Rebooting Planet Earth
How a Dubai summit helped set the agenda for this week’s World Economic Forum meeting in Davos. The agenda? Nothing less than ‘global redesign’…
January 27, 2010 9:58 by Jay Akasie
Gieve is the former deputy governor of the Bank of England who recently joined the hedge fund GLG.
Society should also be prepared to face more financial pain before the world economy improves. The director of the London School of Economics and Political Science, Howard Davies, said that the public sector is the next shoe to drop in the fiscal crisis.
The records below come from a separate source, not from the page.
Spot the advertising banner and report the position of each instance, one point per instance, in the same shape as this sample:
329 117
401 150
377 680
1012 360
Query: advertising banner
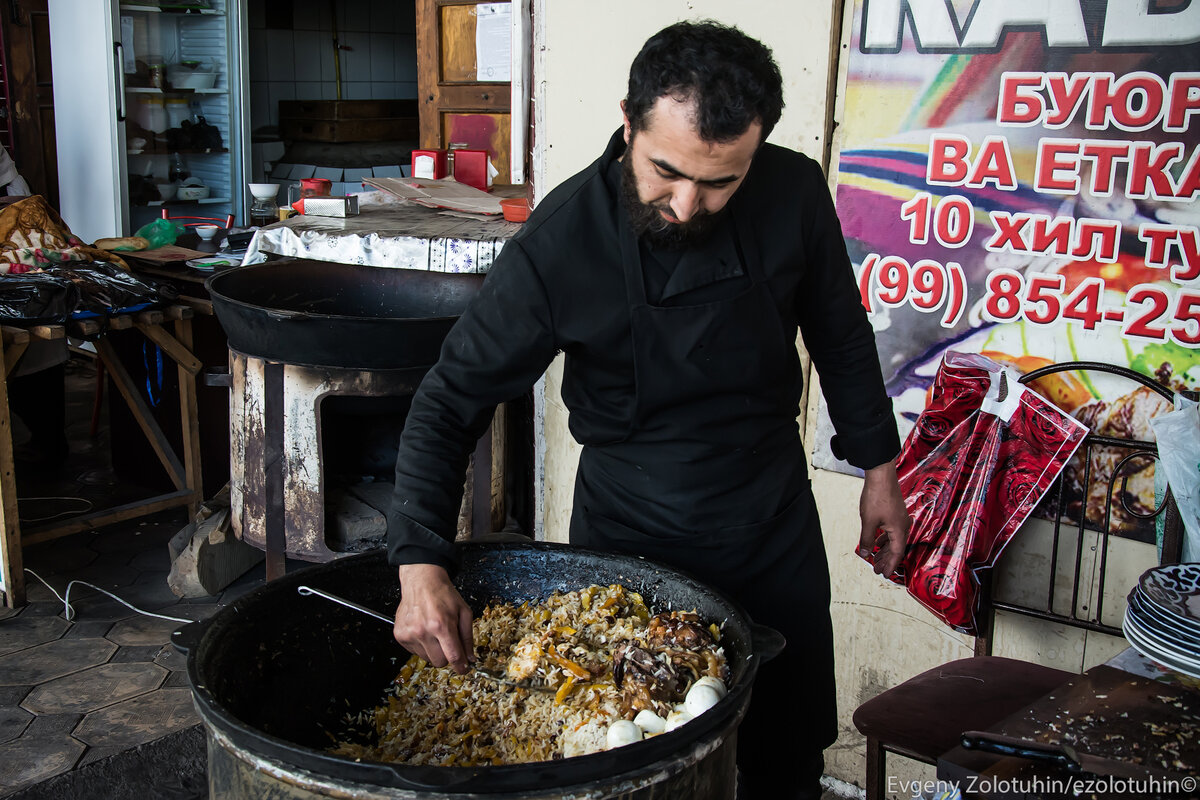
1020 178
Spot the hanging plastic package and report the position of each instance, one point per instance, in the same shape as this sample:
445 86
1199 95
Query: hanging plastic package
981 457
160 233
105 289
1179 455
36 298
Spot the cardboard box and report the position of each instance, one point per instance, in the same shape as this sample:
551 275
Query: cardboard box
471 168
430 163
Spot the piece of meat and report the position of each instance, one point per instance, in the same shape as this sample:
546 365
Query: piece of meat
678 630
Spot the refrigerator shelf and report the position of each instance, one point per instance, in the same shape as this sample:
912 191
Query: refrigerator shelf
208 200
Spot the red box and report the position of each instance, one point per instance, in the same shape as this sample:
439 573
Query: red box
471 168
430 163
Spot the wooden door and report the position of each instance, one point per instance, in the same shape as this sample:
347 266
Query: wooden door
456 104
27 36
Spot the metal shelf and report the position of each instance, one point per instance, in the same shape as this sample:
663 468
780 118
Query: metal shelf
155 90
173 203
155 10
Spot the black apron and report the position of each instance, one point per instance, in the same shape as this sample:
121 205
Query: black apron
712 480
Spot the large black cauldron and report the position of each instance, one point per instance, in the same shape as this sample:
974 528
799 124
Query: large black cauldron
340 314
275 672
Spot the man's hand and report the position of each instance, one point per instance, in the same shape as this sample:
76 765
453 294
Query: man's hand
432 620
885 518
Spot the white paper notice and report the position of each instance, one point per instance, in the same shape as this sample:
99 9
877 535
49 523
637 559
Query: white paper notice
493 41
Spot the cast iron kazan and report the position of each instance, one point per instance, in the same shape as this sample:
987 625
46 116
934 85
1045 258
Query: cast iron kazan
330 314
275 672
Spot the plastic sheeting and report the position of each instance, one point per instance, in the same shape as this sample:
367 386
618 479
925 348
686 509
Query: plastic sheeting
981 457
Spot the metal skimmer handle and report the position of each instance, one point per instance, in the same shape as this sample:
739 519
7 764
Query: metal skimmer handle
343 601
364 609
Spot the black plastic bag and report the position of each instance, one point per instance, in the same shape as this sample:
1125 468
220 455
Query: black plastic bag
37 298
107 289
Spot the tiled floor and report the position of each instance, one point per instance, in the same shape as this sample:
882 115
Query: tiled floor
77 693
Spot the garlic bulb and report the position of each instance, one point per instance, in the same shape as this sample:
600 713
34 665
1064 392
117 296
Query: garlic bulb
651 722
622 733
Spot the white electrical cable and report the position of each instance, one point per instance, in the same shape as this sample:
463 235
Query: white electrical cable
84 507
69 612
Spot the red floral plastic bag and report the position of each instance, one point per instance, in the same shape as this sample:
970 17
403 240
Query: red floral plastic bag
981 457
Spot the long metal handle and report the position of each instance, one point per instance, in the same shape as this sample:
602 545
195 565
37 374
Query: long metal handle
119 56
364 609
342 601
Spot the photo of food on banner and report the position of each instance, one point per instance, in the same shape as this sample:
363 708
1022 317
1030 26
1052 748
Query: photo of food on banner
1025 192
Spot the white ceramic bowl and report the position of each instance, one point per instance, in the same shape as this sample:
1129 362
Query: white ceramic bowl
264 191
192 192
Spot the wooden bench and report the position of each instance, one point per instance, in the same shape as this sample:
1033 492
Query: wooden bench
184 470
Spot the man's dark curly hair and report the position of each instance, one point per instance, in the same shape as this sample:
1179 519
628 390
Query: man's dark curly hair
732 79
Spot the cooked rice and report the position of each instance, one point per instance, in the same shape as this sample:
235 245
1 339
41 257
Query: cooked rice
435 716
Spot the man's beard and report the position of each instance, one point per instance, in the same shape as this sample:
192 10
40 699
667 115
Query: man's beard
648 223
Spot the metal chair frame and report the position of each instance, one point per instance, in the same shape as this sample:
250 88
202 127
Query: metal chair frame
1173 546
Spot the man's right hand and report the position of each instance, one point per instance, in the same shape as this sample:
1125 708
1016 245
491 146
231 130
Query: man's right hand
432 620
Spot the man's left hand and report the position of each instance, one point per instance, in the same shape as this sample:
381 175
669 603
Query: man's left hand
885 518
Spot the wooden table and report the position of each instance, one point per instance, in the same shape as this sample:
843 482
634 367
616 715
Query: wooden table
1146 727
184 470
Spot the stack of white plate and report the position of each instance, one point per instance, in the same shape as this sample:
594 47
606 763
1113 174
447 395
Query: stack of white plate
1163 618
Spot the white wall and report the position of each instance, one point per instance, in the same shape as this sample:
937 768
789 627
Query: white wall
581 68
582 55
293 59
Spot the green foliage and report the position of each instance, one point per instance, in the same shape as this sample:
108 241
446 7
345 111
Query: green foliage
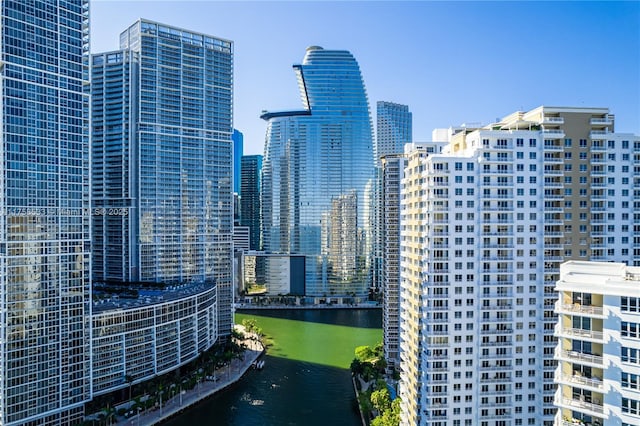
365 404
364 353
390 417
357 368
381 400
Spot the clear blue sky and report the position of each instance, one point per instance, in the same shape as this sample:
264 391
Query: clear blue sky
451 62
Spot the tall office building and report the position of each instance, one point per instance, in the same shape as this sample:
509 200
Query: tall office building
486 225
392 172
238 141
317 176
45 290
598 344
394 128
393 131
162 160
250 186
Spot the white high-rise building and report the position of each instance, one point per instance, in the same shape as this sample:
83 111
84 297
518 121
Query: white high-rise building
391 174
484 228
598 374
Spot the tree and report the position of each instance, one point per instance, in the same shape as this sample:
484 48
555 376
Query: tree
381 400
364 353
390 417
356 367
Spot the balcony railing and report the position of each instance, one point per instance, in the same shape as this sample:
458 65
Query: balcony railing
578 308
579 332
579 356
593 382
576 403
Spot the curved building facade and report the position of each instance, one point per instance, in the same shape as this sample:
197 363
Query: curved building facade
150 336
317 173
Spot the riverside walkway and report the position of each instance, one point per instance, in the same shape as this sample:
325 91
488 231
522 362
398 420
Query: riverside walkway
224 377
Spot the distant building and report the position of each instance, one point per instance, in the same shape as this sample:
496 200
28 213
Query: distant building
484 228
241 238
393 131
250 205
394 128
280 274
162 163
238 145
598 374
392 173
45 294
318 163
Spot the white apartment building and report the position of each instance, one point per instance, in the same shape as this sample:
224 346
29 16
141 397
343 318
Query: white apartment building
484 228
598 374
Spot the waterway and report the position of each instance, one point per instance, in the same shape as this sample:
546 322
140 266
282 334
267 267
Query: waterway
306 379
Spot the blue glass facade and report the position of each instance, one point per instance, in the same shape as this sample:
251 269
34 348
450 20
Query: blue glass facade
317 176
162 160
44 224
238 142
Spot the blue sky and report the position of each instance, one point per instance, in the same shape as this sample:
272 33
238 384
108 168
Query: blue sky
451 62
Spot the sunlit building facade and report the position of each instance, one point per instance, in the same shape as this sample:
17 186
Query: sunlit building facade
598 374
45 292
138 339
394 128
484 228
162 160
317 176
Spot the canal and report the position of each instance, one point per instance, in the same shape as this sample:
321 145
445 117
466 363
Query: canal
306 378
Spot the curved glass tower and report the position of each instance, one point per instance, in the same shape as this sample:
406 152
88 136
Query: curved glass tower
317 173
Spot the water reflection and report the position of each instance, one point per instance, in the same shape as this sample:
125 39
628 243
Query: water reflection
291 391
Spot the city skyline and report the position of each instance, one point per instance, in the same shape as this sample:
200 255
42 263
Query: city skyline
592 49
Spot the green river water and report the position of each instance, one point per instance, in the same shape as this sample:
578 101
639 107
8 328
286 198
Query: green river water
306 379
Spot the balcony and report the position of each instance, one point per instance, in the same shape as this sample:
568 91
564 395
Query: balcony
552 134
593 383
578 332
598 134
574 356
579 405
601 121
552 120
595 311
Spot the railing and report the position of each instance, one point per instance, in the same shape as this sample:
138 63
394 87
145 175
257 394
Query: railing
579 356
580 380
579 332
582 309
575 403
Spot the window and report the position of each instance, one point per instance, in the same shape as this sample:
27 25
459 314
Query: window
629 329
629 304
630 406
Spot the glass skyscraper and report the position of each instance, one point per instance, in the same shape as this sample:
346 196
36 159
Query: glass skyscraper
394 128
317 176
44 224
162 160
238 142
250 185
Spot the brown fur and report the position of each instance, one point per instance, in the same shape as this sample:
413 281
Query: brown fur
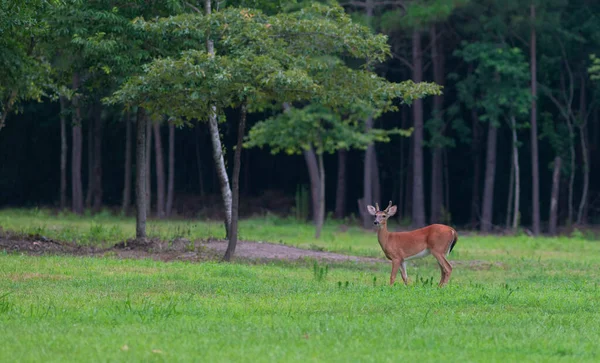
439 239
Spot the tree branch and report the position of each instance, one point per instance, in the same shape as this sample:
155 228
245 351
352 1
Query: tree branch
194 8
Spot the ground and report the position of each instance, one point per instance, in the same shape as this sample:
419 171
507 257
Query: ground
72 289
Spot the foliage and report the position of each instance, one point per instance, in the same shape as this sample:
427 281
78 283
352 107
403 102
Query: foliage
525 292
498 87
23 72
594 69
264 60
316 127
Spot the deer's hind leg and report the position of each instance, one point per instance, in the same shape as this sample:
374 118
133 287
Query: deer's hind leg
395 265
445 267
403 272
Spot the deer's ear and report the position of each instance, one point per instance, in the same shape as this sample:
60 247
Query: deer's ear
371 210
392 210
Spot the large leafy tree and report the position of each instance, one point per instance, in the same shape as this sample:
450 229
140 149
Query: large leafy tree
260 62
497 89
94 47
24 74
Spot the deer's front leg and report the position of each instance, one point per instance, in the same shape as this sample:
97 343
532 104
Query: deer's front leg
395 265
403 272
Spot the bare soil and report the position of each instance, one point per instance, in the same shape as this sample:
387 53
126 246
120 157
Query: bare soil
179 249
194 251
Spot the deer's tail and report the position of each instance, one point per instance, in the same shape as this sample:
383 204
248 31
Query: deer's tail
454 240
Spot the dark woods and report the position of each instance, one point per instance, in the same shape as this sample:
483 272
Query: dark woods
511 143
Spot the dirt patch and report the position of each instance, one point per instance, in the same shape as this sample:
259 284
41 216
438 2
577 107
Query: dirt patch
194 251
179 249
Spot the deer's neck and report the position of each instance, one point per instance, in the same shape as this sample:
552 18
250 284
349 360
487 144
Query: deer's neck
383 235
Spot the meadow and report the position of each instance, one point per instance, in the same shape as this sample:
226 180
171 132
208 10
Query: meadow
511 298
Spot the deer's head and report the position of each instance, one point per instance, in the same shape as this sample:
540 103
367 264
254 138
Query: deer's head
382 216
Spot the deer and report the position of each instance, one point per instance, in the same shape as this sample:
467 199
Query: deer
399 247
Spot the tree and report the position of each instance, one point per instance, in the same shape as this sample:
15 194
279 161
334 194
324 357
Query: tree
498 78
126 201
261 61
24 75
554 132
313 127
418 16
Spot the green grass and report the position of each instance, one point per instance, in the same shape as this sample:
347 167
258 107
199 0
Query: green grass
526 299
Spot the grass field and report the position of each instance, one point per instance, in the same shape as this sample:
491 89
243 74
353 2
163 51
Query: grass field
509 299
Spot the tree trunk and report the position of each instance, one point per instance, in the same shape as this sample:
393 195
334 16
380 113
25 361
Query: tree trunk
148 166
235 182
476 152
141 180
436 186
584 153
554 196
313 173
171 181
340 197
9 104
516 216
63 152
160 172
216 141
321 196
572 171
127 178
490 177
403 171
90 164
76 186
447 188
418 204
408 197
199 161
367 198
535 178
438 103
375 183
97 144
511 189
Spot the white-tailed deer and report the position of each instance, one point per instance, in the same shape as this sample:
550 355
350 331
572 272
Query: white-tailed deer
399 247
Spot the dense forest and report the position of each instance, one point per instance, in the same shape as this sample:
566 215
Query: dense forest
482 114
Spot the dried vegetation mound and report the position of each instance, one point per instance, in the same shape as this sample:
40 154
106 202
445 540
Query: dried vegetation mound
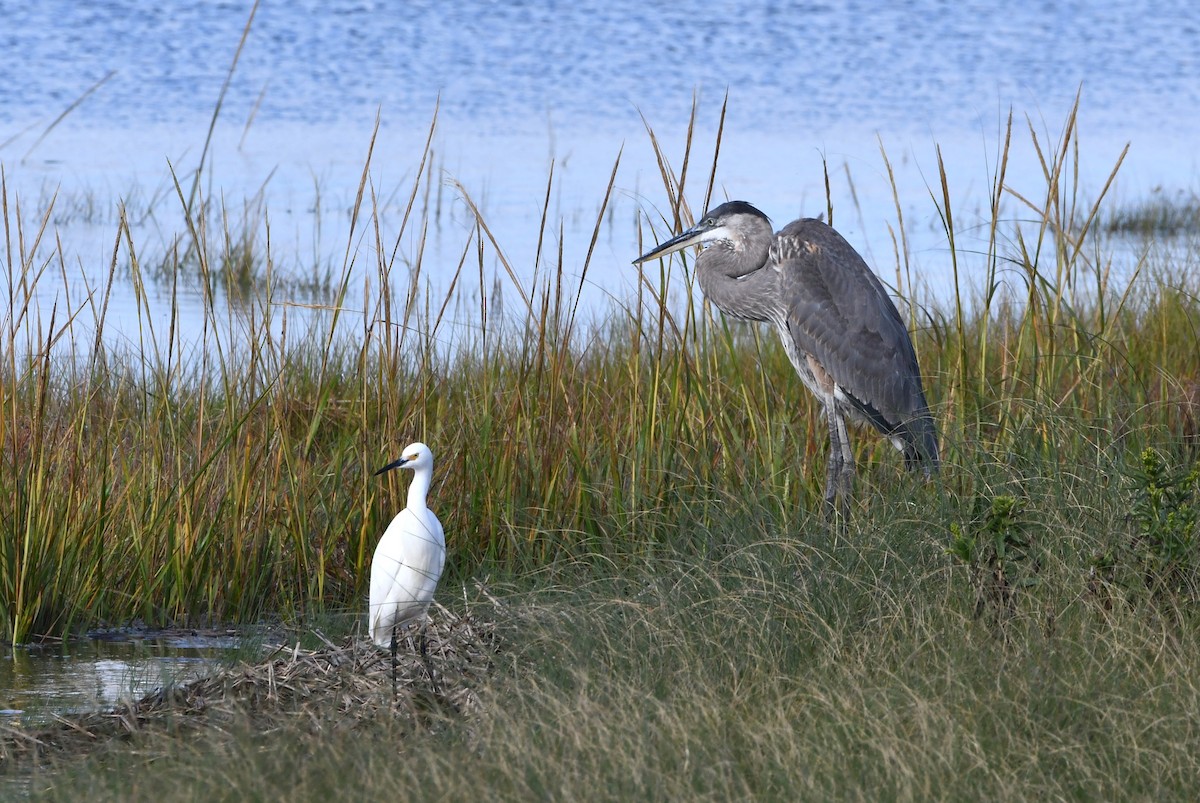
336 687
“So far, most of the pain has been taken in by the private sector while public funding has continued relatively unscathed,” he said. “But the pain will switch. Large spending cuts are on the way and public sector workers are about to pay the price for the private sector recession.”
Will the big oil money coming out of the Gulf help ease the pain? “The tone in the Gulf is much improved. But oil wealth won’t be the locomotive that brings Europe out of the recession,” Davies said.
The president of the International Trade Union Confederation in Belgium, Sharan Burrow, said that there are still many unanswered questions for the workers of the world. Some 59 million joined the ranks of the unemployed in 2009, and 1.4 billion people are struggling to live on less than $2 a day, she said.
The Asian tiger, China, appears to be humming along, to a large extent because of its export-oriented economy, the deputy chairwoman of HSBC, Laura Cha, said. Her hope is that markets in China will become more liberalized. “We want China to lead Asia out of the doldrums. The concern, of course, is that too much bank lending might lead to non-performing loans,” Cha said.
Harvard Law School’s Kennedy closed the summit by reminding leaders at this week’s Davos meeting to act on a new scale.
“New governmental structures do tend to emerge in the crucible of crisis. But why wait for the crisis?”